Quantcast

The DNAinfo archives brought to you by WNYC.
Read the press release here.

A New Starbucks is Coming to the South Bronx Next Month

By Eddie Small | August 26, 2015 5:50pm
 A new Starbucks is on its way to the South Bronx at 161st Street and Morris Avenue and should open in late September.
A new Starbucks is on its way to the South Bronx at 161st Street and Morris Avenue and should open in late September.
View Full Caption
DNAinfo/Eddie Small

CONCOURSE — Starbucks is on its way to the South Bronx.

The mega chain will open a new outpost at 161st Street and Morris Avenue, right across from the Bronx Hall of Justice and close to Yankee Stadium in late September. The storefront already bears the iconic logo.

Cary Goodman, executive director of the 161st Street Business Improvement District, said he was excited about a Starbucks coming into the neighborhood and hoped it was a sign that more eateries are on the way.

"This is the capital district of The Bronx," he said, "so it makes sense that there would be an upgrade in the kind of food and drinking options."

"I’m hoping that they’re going to sort of signal a shift away from the fast food epidemic," he continued.

The Italian coffee and pastry shop Palombo officially opened up a new location earlier this summer right by Yankee Stadium as well, and the nearby Bronx Museum of the Arts also has plans to open a cafe.

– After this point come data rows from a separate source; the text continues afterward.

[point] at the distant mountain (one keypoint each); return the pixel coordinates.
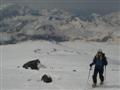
(21, 23)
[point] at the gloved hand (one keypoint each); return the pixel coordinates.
(90, 65)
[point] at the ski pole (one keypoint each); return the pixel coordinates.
(105, 73)
(88, 78)
(89, 74)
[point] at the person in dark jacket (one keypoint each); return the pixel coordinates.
(99, 61)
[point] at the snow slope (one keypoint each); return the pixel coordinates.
(67, 63)
(21, 23)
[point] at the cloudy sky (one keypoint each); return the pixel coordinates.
(77, 6)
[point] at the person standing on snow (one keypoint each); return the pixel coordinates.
(99, 61)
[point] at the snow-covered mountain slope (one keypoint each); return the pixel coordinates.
(22, 23)
(67, 63)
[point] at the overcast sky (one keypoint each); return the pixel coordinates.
(77, 6)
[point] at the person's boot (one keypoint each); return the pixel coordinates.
(94, 85)
(101, 83)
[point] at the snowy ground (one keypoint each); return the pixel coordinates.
(61, 60)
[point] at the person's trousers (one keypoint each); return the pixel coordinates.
(96, 71)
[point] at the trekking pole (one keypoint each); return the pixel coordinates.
(105, 73)
(89, 74)
(88, 78)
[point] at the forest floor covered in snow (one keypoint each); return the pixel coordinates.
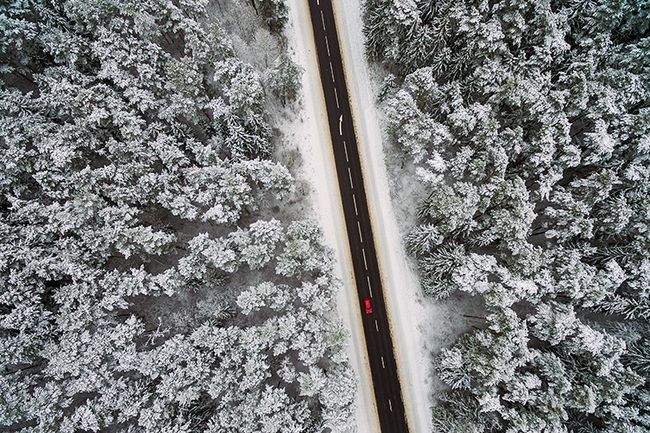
(421, 327)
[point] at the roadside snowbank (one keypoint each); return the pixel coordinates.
(309, 131)
(420, 327)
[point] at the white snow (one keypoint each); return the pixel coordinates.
(419, 326)
(407, 311)
(311, 134)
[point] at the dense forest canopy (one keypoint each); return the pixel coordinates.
(529, 123)
(144, 284)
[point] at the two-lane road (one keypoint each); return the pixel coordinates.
(357, 219)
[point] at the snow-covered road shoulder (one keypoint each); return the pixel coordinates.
(401, 285)
(310, 133)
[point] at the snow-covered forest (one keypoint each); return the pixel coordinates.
(529, 123)
(152, 278)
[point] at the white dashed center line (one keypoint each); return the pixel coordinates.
(359, 228)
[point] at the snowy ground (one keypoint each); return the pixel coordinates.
(420, 327)
(309, 132)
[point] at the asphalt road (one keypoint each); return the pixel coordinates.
(366, 270)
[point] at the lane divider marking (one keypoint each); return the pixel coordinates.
(359, 227)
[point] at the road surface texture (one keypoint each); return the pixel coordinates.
(364, 260)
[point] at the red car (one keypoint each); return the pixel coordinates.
(367, 305)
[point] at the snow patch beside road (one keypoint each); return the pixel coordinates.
(407, 310)
(310, 132)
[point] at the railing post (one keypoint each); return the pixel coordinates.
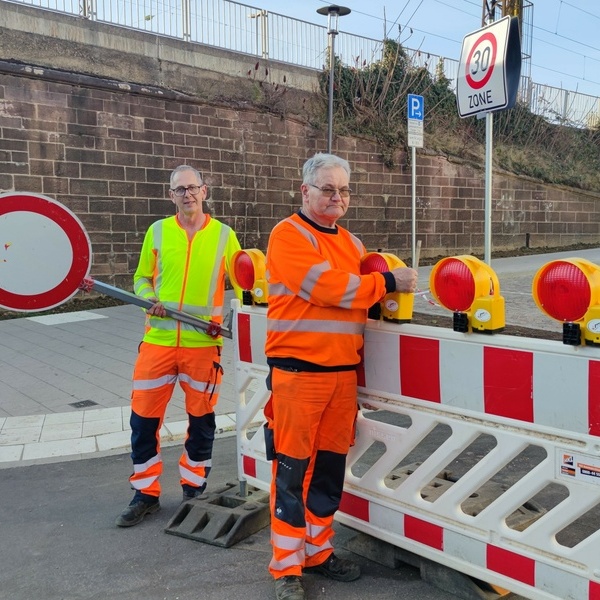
(264, 33)
(186, 20)
(87, 9)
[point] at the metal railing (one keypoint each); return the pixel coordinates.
(257, 32)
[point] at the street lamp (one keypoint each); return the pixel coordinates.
(332, 12)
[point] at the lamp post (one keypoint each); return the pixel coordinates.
(332, 12)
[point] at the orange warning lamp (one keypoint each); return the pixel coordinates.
(470, 288)
(248, 273)
(395, 306)
(569, 291)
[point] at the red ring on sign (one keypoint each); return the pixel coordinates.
(80, 246)
(476, 85)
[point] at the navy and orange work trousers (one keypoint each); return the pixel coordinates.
(312, 417)
(156, 371)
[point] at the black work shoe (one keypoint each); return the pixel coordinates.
(336, 568)
(135, 512)
(187, 496)
(289, 588)
(190, 492)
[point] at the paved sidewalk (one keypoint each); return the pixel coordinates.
(65, 380)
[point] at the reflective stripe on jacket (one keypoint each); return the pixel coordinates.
(186, 275)
(318, 300)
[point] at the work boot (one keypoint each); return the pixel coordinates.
(289, 588)
(191, 492)
(136, 511)
(336, 568)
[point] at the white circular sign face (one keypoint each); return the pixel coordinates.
(481, 84)
(45, 252)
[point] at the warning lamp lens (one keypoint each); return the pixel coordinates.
(243, 271)
(564, 291)
(454, 285)
(374, 263)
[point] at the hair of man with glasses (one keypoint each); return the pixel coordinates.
(318, 304)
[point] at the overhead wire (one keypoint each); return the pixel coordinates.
(470, 14)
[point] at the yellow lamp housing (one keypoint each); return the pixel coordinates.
(569, 291)
(395, 306)
(248, 272)
(470, 289)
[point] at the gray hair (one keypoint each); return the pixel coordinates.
(185, 168)
(322, 161)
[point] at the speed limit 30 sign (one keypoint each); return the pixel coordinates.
(490, 68)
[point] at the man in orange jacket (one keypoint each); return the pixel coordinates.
(318, 303)
(182, 266)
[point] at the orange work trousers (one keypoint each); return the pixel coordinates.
(312, 417)
(156, 371)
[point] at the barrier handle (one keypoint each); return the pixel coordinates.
(211, 328)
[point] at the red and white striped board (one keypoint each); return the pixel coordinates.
(522, 392)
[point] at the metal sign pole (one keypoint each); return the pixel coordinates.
(487, 229)
(414, 207)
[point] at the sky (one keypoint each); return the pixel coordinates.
(565, 40)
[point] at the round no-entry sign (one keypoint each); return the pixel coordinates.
(45, 252)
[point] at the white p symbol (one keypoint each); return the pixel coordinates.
(415, 107)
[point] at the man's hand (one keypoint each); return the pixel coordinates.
(157, 309)
(406, 279)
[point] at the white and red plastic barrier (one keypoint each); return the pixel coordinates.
(521, 393)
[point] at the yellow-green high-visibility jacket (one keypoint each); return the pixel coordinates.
(185, 275)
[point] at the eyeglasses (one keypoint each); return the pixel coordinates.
(192, 189)
(329, 192)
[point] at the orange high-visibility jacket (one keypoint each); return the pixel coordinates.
(318, 301)
(185, 275)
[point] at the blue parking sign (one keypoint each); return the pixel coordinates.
(416, 107)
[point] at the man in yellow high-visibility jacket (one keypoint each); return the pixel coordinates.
(182, 266)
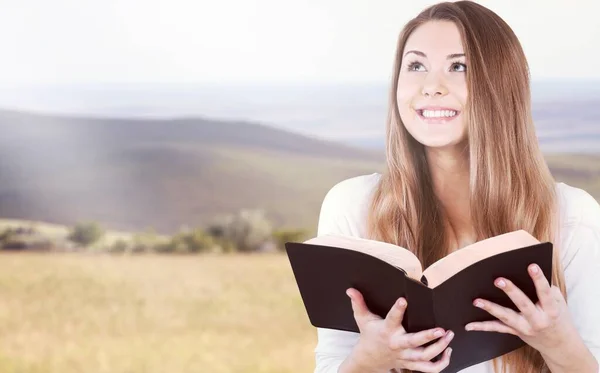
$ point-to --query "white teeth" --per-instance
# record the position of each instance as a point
(438, 113)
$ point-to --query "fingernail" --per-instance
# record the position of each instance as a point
(535, 269)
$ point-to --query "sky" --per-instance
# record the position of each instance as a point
(199, 41)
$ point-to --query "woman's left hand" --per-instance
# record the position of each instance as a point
(545, 325)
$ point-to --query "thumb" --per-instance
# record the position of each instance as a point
(362, 314)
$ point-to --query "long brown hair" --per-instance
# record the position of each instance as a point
(511, 187)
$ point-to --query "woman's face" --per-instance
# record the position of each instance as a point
(432, 86)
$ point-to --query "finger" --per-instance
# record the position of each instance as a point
(522, 301)
(403, 340)
(504, 314)
(362, 314)
(542, 288)
(428, 366)
(395, 315)
(429, 352)
(491, 326)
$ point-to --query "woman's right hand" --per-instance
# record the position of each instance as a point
(385, 345)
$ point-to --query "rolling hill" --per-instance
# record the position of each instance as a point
(133, 174)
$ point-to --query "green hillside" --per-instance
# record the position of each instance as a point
(165, 174)
(130, 175)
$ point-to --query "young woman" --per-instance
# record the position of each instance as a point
(463, 164)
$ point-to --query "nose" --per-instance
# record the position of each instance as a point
(433, 86)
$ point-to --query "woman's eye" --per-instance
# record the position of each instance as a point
(459, 67)
(416, 66)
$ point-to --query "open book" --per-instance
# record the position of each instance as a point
(438, 296)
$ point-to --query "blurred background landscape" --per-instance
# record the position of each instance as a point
(144, 202)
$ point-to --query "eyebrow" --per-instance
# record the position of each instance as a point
(450, 56)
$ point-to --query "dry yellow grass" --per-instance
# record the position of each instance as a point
(67, 313)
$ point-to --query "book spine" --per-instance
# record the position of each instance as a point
(420, 310)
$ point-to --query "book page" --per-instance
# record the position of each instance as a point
(392, 254)
(456, 261)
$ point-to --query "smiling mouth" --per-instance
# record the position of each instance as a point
(442, 115)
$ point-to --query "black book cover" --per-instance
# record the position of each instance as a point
(323, 274)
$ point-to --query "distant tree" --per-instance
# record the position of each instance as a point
(86, 233)
(246, 231)
(283, 235)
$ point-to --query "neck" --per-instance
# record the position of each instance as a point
(450, 177)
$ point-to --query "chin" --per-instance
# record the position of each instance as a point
(440, 143)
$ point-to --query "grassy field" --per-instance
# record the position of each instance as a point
(100, 314)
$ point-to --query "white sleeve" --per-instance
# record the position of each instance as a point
(333, 346)
(581, 262)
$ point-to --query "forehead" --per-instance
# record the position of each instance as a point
(436, 39)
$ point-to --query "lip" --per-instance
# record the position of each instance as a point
(419, 112)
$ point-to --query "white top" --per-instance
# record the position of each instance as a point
(344, 211)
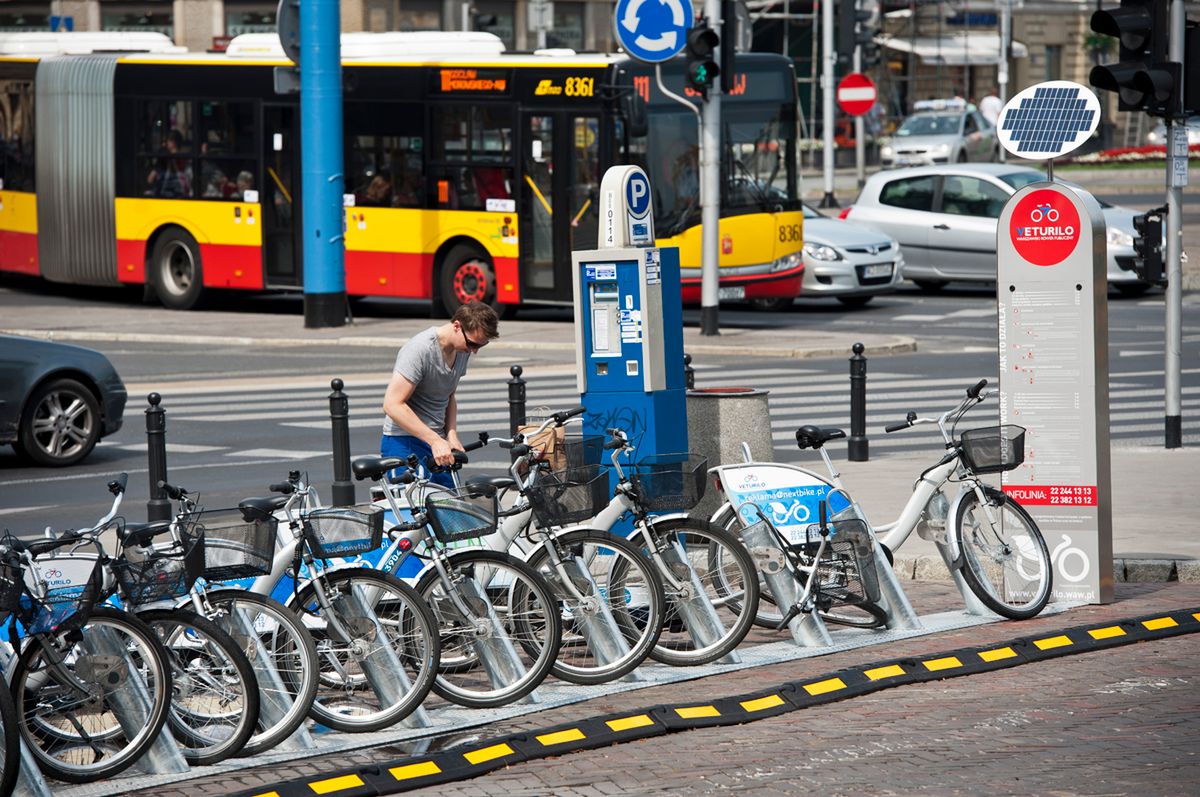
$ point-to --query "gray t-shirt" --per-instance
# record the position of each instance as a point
(420, 361)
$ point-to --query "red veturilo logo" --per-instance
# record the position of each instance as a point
(1044, 228)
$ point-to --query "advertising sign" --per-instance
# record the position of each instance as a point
(1053, 322)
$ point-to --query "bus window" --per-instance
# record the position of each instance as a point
(17, 127)
(166, 149)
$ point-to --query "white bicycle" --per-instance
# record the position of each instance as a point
(983, 533)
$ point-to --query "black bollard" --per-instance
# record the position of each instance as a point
(858, 442)
(516, 401)
(340, 421)
(159, 507)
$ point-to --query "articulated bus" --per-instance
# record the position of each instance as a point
(471, 173)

But Goodman isn't worried about too much competition, noting that demand was high enough that there would be enough business to go around, especially because of the density of people who come to the area and work in the courthouses.

"Every month there are 3,000 jurors called into The Bronx Hall of Justice and family court and civil court here," he said. "So that’s 3,000 jurors who typically are looking to fill their time between the morning and afternoon sessions with a meal or a snack or a place to open up their laptop or their iPhone and also have something to drink or eat, and there's just not enough of that here."

Although Starbucks has traditionally been seen as a harbinger of gentrification, a common concern in the South Bronx, Goodman said he did not see this being a problem with the cafe's new location because it was not coming to a particularly residential area.

He noted that the neighborhood is dominated more by municipal buildings, courts and parks than by apartment buildings.

"Apartment dwellers that are somehow going to feel the pressure of having a Starbucks on the commercial strip?" he said. "I don’t see it."